All the stories give us a slice of life in the neighborhoods of the transplanted Dominicans. Diaz writes in the language of the streets he grew up on; frequently interjecting Dominican phrases and words into his story at which the approximate meaning of, this reader could only guess. His copious use of the F-word and N-word might be offensive to some readers, although I felt it added validity to the frequentconversations Yunior has with his "boys". Later, when Yunior is living in Boston and teaching at a university, he completely nails that city's deeply ingrained racist tendencies with funny/sad anecdotes about run-ins with police and campus security as he goes about his job teaching at the university.
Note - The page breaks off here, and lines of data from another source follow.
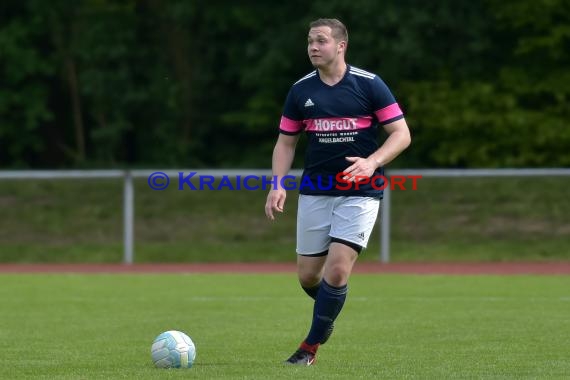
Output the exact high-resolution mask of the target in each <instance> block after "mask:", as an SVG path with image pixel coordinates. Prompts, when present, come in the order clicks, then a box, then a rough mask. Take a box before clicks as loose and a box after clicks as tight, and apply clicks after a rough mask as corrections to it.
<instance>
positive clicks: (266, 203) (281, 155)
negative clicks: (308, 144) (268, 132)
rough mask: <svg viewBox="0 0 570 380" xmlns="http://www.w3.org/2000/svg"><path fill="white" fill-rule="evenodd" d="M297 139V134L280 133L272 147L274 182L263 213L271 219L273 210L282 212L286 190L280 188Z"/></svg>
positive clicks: (291, 161)
mask: <svg viewBox="0 0 570 380" xmlns="http://www.w3.org/2000/svg"><path fill="white" fill-rule="evenodd" d="M297 141H299V135H298V134H296V135H287V134H283V133H280V134H279V138H278V139H277V143H276V144H275V148H273V158H272V164H271V167H272V172H273V178H274V179H275V181H276V183H275V185H273V186H272V187H271V190H270V191H269V194H267V201H266V202H265V215H267V217H268V218H269V219H271V220H275V216H274V215H273V212H275V211H277V212H283V208H284V206H285V199H286V198H287V192H286V191H285V189H283V188H282V186H281V185H282V183H283V177H285V176H286V175H287V173H289V170H290V169H291V165H292V164H293V159H294V158H295V147H296V146H297Z"/></svg>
The stories that Yunior tells us about women he has failed with are, although ultimately heartbreaking, also witty, self-deprecating looks at Yunior as a man...a man most readers would most likely feel needs a good slap upside the head. And he receives those slaps (at least figuratively) from woman after woman after woman as he is repeatedly caught cheating and lying and still, somehow never learning the ultimate lessons in life about faithfulness and commitment.
After each of these relationships ends, Yunior berates and criticizes himself, seldom laying blame on any of the women. He admires them and understands their decisions to leave him behind as he avows to be a better man...and fails.
The last story, "The Cheater's Guide to Love", is, I think, one of the the most affecting of the entire collection. In it, Yunior records the ruination of his most recent relationship that has ended after six years. Why? Because the woman he loves and is actually engaged to, has discovered that over the last six years he has cheated with over fifty (50!!) women. These facts are all revealed to the reader in the first few sentences of this last story. After the break-up, Yunior slips into a truly depressed state of mind and suddenly all the sorrow and heartbreak he has caused comes homes to roost, and it hurts. The remainder of the story is broken into the next five years as Yunior attempts to slowly recover and rebuild his life, alone. He is a writer who hasn't written anything in a very long time, and finally, one day he writes the name of his ex followed by "the half-life of love never ends." And that's the beginning.
As an engaging glimpse into the human heart and the complexities of all types of love, This Is How You Lose Her is beautifully complete.